Fletcher admits he’s currently watching at least 60 sellers on eBay whom he suspects are trading fraudulent goods.

“I always work on the principle that if it’s too cheap, it’s either stolen or counterfeit,” he says. “SuperStroke grips retail between £20 to £30 and yet one guy was offering them at £4.”

“It’s ridiculous really because we end up spending thousands of pounds in legal fees. From the point of buying a grip to see whether it is counterfeit to actually going to trial, it can take between nine months to a year. It’s a long, drawn out process, but we’ve had two successful prosecutions with people selling counterfeit SuperStroke grips. Fingers crossed this will be our third.”

What happens now is out of his control, but Durose is quick to point out that justice always prevails. “These people will get caught, either by ourselves or Trading Standards,” he says.

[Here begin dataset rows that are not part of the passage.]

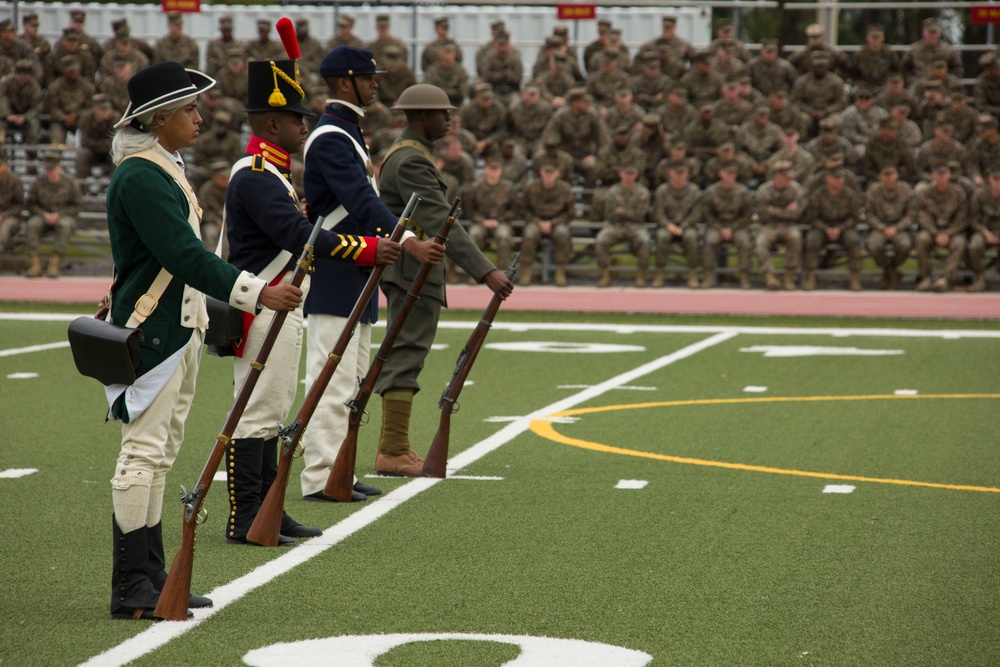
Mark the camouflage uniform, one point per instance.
(62, 197)
(580, 136)
(11, 204)
(759, 143)
(430, 52)
(212, 200)
(454, 81)
(394, 82)
(767, 77)
(722, 208)
(269, 49)
(986, 94)
(702, 89)
(217, 54)
(504, 74)
(823, 96)
(483, 201)
(554, 85)
(526, 124)
(183, 50)
(803, 163)
(918, 58)
(219, 143)
(879, 154)
(779, 224)
(677, 207)
(485, 124)
(64, 100)
(611, 158)
(94, 143)
(602, 86)
(940, 213)
(676, 119)
(931, 154)
(982, 157)
(705, 140)
(106, 68)
(21, 99)
(826, 211)
(538, 205)
(884, 209)
(650, 92)
(625, 212)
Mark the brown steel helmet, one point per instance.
(423, 96)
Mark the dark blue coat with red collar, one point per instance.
(337, 175)
(263, 218)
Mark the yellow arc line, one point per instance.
(546, 429)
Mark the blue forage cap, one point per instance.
(348, 61)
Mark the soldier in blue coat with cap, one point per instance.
(340, 186)
(266, 231)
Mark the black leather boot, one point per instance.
(268, 471)
(157, 563)
(132, 593)
(244, 463)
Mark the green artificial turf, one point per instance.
(704, 565)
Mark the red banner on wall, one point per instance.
(985, 13)
(576, 12)
(187, 6)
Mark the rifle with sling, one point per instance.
(266, 525)
(437, 455)
(341, 480)
(173, 601)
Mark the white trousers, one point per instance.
(272, 397)
(328, 426)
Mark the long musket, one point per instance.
(437, 455)
(341, 480)
(173, 601)
(266, 525)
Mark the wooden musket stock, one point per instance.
(267, 524)
(341, 480)
(173, 601)
(437, 456)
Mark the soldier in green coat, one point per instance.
(409, 167)
(153, 220)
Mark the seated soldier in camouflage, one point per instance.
(625, 208)
(889, 214)
(985, 232)
(942, 221)
(547, 205)
(491, 204)
(11, 202)
(96, 128)
(833, 212)
(212, 199)
(726, 209)
(780, 204)
(675, 211)
(54, 203)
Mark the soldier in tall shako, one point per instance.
(266, 230)
(162, 273)
(340, 185)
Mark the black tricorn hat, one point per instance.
(273, 85)
(160, 85)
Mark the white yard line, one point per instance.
(162, 633)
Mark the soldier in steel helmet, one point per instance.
(409, 167)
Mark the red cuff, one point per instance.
(366, 257)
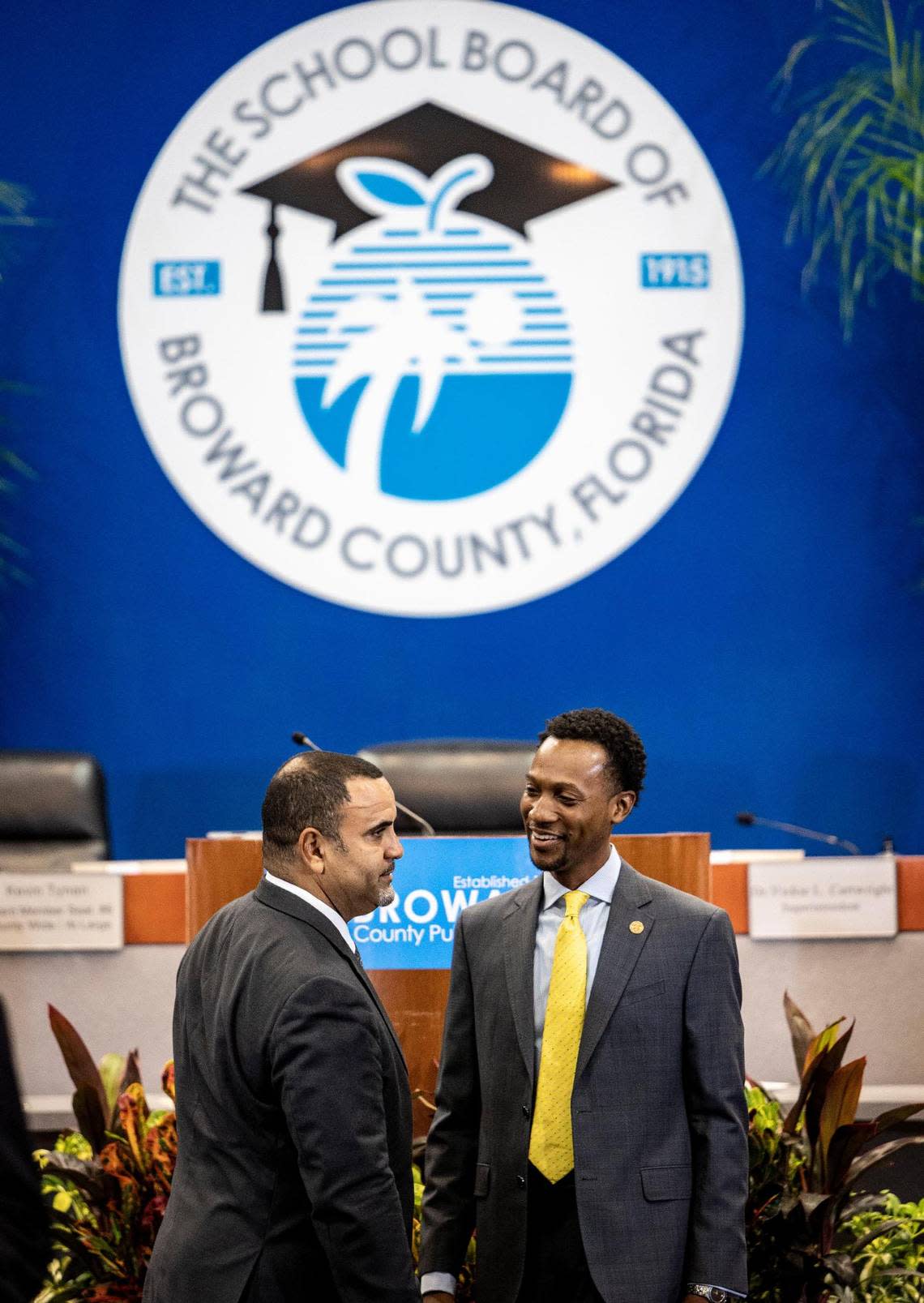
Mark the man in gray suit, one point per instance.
(591, 1116)
(293, 1169)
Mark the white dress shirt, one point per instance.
(593, 918)
(317, 903)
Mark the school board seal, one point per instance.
(430, 311)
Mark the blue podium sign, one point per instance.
(435, 880)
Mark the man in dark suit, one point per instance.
(591, 1113)
(293, 1172)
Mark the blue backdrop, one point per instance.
(765, 636)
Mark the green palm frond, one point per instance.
(853, 158)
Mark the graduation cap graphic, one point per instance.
(527, 182)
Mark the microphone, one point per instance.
(426, 829)
(747, 820)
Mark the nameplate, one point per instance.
(437, 878)
(60, 911)
(819, 898)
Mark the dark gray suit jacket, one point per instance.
(660, 1125)
(293, 1112)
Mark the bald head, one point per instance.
(308, 791)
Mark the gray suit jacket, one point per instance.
(293, 1113)
(660, 1125)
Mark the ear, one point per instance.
(310, 851)
(621, 805)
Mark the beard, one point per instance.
(550, 862)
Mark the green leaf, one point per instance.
(111, 1070)
(801, 1031)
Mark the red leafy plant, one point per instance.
(803, 1213)
(107, 1185)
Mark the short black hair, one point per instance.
(624, 749)
(309, 791)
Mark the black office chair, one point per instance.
(53, 811)
(458, 785)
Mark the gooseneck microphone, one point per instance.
(426, 829)
(747, 818)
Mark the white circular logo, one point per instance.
(430, 309)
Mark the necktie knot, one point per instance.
(574, 903)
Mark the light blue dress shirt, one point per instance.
(593, 918)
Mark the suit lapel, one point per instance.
(519, 942)
(618, 957)
(297, 908)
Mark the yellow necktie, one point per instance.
(551, 1147)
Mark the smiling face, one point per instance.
(570, 807)
(353, 871)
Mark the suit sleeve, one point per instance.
(452, 1143)
(716, 1108)
(326, 1061)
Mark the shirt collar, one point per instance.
(600, 885)
(328, 912)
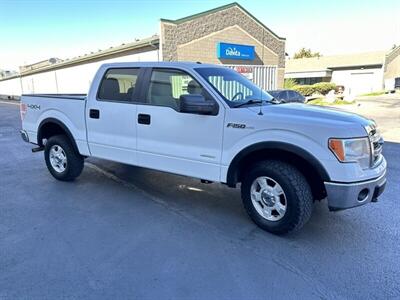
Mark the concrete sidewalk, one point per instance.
(385, 110)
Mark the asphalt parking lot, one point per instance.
(126, 232)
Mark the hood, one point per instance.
(311, 120)
(325, 114)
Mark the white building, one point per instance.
(358, 73)
(204, 37)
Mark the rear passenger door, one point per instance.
(172, 141)
(111, 116)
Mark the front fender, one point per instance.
(312, 151)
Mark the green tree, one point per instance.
(305, 53)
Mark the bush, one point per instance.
(289, 83)
(324, 87)
(305, 90)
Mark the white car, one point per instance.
(209, 122)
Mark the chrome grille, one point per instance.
(376, 145)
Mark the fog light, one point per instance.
(363, 195)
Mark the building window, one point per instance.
(308, 80)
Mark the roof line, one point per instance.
(207, 12)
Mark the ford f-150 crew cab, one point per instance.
(210, 122)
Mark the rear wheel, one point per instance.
(276, 196)
(63, 162)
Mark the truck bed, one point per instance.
(68, 109)
(63, 96)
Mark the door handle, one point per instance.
(144, 119)
(94, 114)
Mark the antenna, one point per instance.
(260, 113)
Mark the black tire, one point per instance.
(297, 191)
(74, 165)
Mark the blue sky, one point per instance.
(34, 30)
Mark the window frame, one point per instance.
(136, 92)
(146, 87)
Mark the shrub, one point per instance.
(289, 83)
(324, 87)
(305, 90)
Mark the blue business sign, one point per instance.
(235, 51)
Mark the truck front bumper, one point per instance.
(347, 195)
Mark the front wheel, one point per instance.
(63, 162)
(276, 196)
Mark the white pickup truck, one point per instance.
(211, 123)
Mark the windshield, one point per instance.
(234, 88)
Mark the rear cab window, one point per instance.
(118, 84)
(167, 85)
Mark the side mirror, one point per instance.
(197, 104)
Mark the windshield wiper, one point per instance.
(251, 101)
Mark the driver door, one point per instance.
(168, 140)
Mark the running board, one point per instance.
(37, 149)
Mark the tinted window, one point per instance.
(166, 86)
(118, 84)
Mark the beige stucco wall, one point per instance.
(392, 69)
(281, 77)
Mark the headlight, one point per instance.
(352, 150)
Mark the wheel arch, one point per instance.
(307, 163)
(50, 127)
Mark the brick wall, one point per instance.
(204, 49)
(174, 35)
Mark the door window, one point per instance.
(167, 85)
(118, 84)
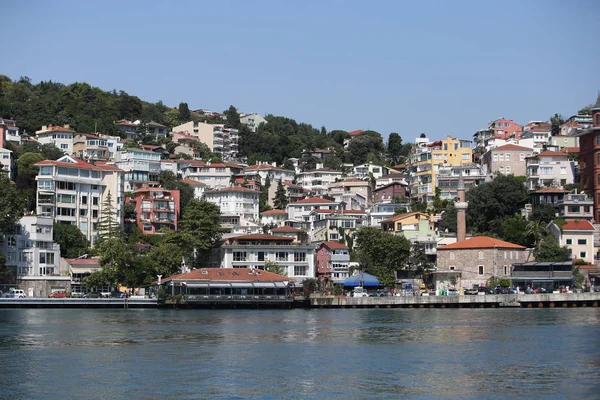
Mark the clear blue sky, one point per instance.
(440, 67)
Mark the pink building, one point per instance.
(156, 208)
(333, 261)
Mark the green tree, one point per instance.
(109, 226)
(232, 118)
(280, 201)
(275, 268)
(72, 241)
(11, 204)
(394, 147)
(200, 232)
(556, 120)
(184, 112)
(549, 250)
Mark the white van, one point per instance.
(15, 294)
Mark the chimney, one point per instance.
(461, 211)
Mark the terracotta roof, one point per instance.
(286, 229)
(552, 190)
(273, 212)
(480, 242)
(193, 182)
(260, 236)
(509, 147)
(577, 225)
(313, 200)
(234, 189)
(335, 245)
(356, 132)
(228, 274)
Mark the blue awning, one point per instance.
(367, 280)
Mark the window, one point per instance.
(300, 270)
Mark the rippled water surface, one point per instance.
(300, 354)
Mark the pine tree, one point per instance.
(280, 201)
(108, 224)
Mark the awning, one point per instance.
(264, 284)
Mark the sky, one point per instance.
(438, 67)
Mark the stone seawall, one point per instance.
(487, 301)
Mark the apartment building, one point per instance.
(156, 208)
(427, 158)
(33, 258)
(589, 159)
(140, 167)
(236, 200)
(88, 146)
(252, 121)
(549, 168)
(72, 191)
(507, 160)
(60, 136)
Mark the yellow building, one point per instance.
(426, 158)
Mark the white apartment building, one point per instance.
(236, 200)
(274, 173)
(34, 257)
(252, 121)
(61, 137)
(213, 175)
(73, 191)
(298, 260)
(318, 180)
(141, 167)
(549, 168)
(300, 210)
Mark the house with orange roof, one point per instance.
(254, 251)
(549, 168)
(472, 262)
(73, 191)
(507, 160)
(235, 200)
(300, 210)
(332, 262)
(273, 217)
(59, 136)
(577, 235)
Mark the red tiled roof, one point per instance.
(234, 189)
(551, 190)
(273, 212)
(480, 242)
(577, 225)
(260, 236)
(335, 245)
(313, 200)
(356, 132)
(193, 182)
(286, 229)
(509, 147)
(228, 274)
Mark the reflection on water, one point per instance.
(546, 353)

Today is proof of that, even if it means I’m the one being led away in the police car once again.


➤ Alway trust your instincts; if an offer looks too good to be true, then it most probably is. Check the spelling and grammar on the website and of the URL. Fraudsters behind these sites will try to deceive you by slightly changing the spelling of a well-known brand in the website address.

➤ Look to see where the trader is based and whether they provide a postal address – just because the web address has ‘uk’ in it, do not assume the seller is based in the UK. If there is no address supplied or there is just a PO box or email, be wary.

➤ Only deal with reputable sellers and only use sites you know or ones that have been recommended to you. If you have not bought from the seller before, do your research and check online reviews. People will often turn to forums and blogs to warn others of fake sites.

➤ Keep security software and firewalls up to date.

➤ Ask the trader if there is a returns policy or guarantee. Most rogue traders will not offer this.

➤ Watch out for pop-ups asking you to confirm your card details before you are on the payment stage. Never enter your PIN online.

➤ Ensure the website address begins ‘https’ at the payment stage – this indicates a secure payment.


Tony Fletcher, UK sales director, Brand Fusion, says: “If you buy a golf product off eBay and you suspect it to be counterfeit, go to your local golf professional who should be able to tell you. If you are still in doubt, contact the manufacturer and they can verify whether it is a legitimate product or not.”